Analysts may often wish to rerun the same analysis separately on different subsets of the data, specific cohorts, or sub-cohorts based on specific inclusion or exclusion criteria. One way to accomplish such tasks is to write functions that perform the analysis and take entire PicnicHealth data sets as input arguments. For example, if the analyst wanted to run the same analysis on the entire cohort but then again separately including only those patients 30 years of age or less, or including only those patients who have ever taken a specific drug, then one could first subset the entire data set to include only those patients 30 years of age or less, or create a subset of only those patients who have ever taken the specific drug of interest, and then use the same analytic functions to rerun the analysis on those specific sub-cohorts. Similarly, the analyst may wish to exclude certain patients, e.g., to exclude patients who have ever taken a specific drug.

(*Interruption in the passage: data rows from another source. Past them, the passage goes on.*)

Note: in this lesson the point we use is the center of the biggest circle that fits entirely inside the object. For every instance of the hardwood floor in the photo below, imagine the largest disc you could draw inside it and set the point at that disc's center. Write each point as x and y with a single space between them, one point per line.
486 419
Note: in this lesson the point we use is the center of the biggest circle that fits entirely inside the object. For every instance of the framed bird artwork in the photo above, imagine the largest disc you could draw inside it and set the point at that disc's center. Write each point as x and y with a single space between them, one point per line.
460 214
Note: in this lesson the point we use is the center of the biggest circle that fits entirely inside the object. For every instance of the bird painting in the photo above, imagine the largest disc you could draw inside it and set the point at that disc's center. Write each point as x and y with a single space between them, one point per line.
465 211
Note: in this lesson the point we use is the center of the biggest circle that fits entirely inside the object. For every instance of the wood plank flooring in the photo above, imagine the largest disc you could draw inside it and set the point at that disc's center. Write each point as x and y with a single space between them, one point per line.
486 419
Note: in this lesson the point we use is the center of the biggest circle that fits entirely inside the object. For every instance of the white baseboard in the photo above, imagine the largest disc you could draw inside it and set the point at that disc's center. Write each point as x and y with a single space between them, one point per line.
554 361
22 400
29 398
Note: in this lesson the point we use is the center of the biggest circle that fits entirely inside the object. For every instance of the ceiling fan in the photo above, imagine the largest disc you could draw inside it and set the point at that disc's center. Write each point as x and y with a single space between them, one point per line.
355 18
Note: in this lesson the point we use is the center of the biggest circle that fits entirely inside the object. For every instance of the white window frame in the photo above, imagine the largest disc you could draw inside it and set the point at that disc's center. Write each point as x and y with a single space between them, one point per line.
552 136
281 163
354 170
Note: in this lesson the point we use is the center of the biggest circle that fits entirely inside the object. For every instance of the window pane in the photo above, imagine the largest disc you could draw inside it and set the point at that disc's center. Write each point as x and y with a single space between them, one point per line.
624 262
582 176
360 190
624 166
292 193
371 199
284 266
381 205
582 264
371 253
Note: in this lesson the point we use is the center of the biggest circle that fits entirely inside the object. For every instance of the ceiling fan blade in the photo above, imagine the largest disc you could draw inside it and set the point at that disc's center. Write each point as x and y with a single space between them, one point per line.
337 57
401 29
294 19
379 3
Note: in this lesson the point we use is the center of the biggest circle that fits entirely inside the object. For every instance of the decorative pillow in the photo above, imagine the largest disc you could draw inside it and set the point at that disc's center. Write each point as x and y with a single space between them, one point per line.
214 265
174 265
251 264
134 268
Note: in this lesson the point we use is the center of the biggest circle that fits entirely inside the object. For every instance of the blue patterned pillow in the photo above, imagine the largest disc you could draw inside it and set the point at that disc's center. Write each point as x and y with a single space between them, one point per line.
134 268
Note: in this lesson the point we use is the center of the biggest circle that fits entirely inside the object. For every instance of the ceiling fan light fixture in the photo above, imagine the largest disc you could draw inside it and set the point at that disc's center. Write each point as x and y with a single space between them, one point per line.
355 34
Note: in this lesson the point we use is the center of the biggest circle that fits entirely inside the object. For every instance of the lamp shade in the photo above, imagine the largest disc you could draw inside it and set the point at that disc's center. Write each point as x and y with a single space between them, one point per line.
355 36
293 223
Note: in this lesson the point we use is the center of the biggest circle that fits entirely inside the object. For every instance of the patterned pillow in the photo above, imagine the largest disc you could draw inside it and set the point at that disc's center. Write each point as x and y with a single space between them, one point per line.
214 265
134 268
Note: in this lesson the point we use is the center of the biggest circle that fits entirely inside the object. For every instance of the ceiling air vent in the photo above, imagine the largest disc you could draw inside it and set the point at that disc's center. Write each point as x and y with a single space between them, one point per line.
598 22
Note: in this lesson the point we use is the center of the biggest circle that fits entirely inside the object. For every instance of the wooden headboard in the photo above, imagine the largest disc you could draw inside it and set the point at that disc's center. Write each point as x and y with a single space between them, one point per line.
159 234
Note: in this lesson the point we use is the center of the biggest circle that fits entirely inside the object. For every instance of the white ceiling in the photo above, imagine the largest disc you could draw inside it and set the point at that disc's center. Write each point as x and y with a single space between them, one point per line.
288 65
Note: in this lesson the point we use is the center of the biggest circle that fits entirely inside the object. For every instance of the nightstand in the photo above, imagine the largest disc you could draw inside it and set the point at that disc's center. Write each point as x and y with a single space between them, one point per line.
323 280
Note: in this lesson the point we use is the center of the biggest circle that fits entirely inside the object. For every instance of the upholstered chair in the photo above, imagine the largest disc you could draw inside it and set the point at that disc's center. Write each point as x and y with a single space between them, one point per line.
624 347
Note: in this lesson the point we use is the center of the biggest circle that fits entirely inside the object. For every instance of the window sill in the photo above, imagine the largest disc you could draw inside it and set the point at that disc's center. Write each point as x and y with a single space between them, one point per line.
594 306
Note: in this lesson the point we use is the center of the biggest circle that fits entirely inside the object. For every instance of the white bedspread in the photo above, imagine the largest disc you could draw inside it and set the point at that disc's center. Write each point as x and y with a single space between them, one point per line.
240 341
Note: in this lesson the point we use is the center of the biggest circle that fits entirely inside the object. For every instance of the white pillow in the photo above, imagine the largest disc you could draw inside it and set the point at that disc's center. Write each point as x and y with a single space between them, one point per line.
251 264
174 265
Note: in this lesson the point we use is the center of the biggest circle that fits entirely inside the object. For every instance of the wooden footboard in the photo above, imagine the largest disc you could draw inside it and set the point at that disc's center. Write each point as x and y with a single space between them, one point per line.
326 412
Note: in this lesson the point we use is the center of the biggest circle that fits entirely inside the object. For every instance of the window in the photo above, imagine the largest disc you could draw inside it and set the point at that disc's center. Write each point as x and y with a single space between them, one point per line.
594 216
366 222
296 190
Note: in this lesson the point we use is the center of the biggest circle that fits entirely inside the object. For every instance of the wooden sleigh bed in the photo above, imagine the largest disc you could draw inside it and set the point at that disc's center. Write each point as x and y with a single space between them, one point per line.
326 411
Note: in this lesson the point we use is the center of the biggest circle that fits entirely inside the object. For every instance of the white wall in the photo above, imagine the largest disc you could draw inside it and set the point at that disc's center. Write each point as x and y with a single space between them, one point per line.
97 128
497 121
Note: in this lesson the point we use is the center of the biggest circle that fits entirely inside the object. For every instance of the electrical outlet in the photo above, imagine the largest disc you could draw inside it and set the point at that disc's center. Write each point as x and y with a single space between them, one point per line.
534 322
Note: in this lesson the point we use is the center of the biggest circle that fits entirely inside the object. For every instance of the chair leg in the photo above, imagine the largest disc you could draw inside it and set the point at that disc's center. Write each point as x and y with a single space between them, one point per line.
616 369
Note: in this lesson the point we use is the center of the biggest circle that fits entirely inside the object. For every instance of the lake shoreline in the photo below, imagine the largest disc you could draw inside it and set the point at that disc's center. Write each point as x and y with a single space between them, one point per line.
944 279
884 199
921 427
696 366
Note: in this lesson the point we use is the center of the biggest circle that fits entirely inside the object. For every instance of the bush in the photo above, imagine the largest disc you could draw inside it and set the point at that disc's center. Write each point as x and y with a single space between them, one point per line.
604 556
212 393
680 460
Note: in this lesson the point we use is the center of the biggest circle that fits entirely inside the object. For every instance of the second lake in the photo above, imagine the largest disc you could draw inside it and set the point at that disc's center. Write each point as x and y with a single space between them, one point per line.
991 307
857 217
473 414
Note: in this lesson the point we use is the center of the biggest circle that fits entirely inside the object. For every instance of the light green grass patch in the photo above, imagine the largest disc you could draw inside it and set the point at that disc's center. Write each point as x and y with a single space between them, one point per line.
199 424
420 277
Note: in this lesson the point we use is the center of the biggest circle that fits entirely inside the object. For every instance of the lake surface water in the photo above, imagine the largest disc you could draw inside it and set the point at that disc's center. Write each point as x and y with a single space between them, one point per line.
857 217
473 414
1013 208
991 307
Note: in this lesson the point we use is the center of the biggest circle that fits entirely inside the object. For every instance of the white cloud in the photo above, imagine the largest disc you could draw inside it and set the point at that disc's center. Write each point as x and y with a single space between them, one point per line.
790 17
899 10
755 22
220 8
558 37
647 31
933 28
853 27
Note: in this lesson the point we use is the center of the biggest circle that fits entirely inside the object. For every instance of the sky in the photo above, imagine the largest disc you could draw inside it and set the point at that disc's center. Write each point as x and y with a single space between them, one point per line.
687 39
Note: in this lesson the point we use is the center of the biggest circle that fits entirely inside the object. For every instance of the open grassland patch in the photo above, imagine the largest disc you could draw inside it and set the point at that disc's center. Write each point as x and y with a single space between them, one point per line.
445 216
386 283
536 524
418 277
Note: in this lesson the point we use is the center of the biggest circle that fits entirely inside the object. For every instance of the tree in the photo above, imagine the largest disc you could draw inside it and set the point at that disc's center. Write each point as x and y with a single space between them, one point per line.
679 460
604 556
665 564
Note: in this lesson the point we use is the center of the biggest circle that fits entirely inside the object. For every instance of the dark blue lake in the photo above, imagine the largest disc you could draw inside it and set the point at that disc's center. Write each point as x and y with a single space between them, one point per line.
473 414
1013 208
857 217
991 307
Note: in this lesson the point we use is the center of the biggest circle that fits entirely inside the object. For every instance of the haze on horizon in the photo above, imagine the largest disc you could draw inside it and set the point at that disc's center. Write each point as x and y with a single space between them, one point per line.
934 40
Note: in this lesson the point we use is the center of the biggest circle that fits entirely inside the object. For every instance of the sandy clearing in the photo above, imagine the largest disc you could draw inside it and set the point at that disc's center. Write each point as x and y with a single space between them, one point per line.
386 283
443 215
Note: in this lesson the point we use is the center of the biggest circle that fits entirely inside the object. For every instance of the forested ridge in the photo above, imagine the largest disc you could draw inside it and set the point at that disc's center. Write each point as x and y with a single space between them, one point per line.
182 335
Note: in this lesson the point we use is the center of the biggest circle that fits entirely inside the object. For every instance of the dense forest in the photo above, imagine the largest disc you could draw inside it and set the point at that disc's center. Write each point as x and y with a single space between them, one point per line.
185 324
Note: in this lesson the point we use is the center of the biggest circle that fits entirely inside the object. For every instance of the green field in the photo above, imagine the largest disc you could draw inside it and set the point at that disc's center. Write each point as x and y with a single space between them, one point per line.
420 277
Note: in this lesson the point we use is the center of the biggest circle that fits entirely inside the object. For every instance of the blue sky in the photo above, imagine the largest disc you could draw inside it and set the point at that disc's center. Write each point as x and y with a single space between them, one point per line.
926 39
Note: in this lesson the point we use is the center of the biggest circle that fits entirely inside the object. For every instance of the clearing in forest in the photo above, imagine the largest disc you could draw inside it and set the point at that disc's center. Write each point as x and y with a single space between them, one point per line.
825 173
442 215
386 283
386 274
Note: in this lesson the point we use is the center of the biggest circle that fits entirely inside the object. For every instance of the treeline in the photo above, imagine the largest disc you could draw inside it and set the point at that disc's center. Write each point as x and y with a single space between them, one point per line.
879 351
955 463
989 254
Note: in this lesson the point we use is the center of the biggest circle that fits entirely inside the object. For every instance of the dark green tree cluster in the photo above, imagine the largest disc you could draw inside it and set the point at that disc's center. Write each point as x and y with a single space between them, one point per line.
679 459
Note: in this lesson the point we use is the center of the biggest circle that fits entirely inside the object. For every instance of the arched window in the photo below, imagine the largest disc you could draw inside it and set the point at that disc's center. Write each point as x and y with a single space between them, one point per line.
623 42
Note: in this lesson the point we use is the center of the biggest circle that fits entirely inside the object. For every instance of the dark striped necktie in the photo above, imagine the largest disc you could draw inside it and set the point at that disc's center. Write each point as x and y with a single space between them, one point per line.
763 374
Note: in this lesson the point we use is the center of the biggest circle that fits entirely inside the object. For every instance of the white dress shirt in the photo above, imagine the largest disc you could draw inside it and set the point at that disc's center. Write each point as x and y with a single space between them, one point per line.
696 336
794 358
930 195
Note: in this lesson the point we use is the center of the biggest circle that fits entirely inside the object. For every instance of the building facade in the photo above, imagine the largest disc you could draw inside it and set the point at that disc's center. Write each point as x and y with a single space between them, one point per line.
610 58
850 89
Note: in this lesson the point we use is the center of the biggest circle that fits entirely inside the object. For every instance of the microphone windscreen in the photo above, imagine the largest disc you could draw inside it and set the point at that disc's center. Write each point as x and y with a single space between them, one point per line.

The general steps to this analytic approach would be:

  1. Write functions that perform the analysis on the entire cohort and that take the entire cohort (data set) as an input argument.
  2. Identify a list of patients using person_id that meet the desired inclusion or exclusion criteria.
  3. Create a new data set that is a subset or sub-cohort of the entire cohort (data set) that either includes or excludes patients identified using person_id in step 2.
  4. Re-run the analytic functions on the new sub-cohort data set as the input argument.

See below for some hands-on implementation examples using the PicnicHealth R package which has a number of built-in functions to help facilitate this. Note that we will use a small, synthetic data set that may not necessarily be clinically plausible in all cases and is only used to demonstrate functionality.

PicnicHealth R Package

Once a PicnicHealth data set is loaded into memory, we can begin to build cohorts based on different inclusion and exclusion criteria. Note here that we use a very small sample dataset for demonstration purposes only.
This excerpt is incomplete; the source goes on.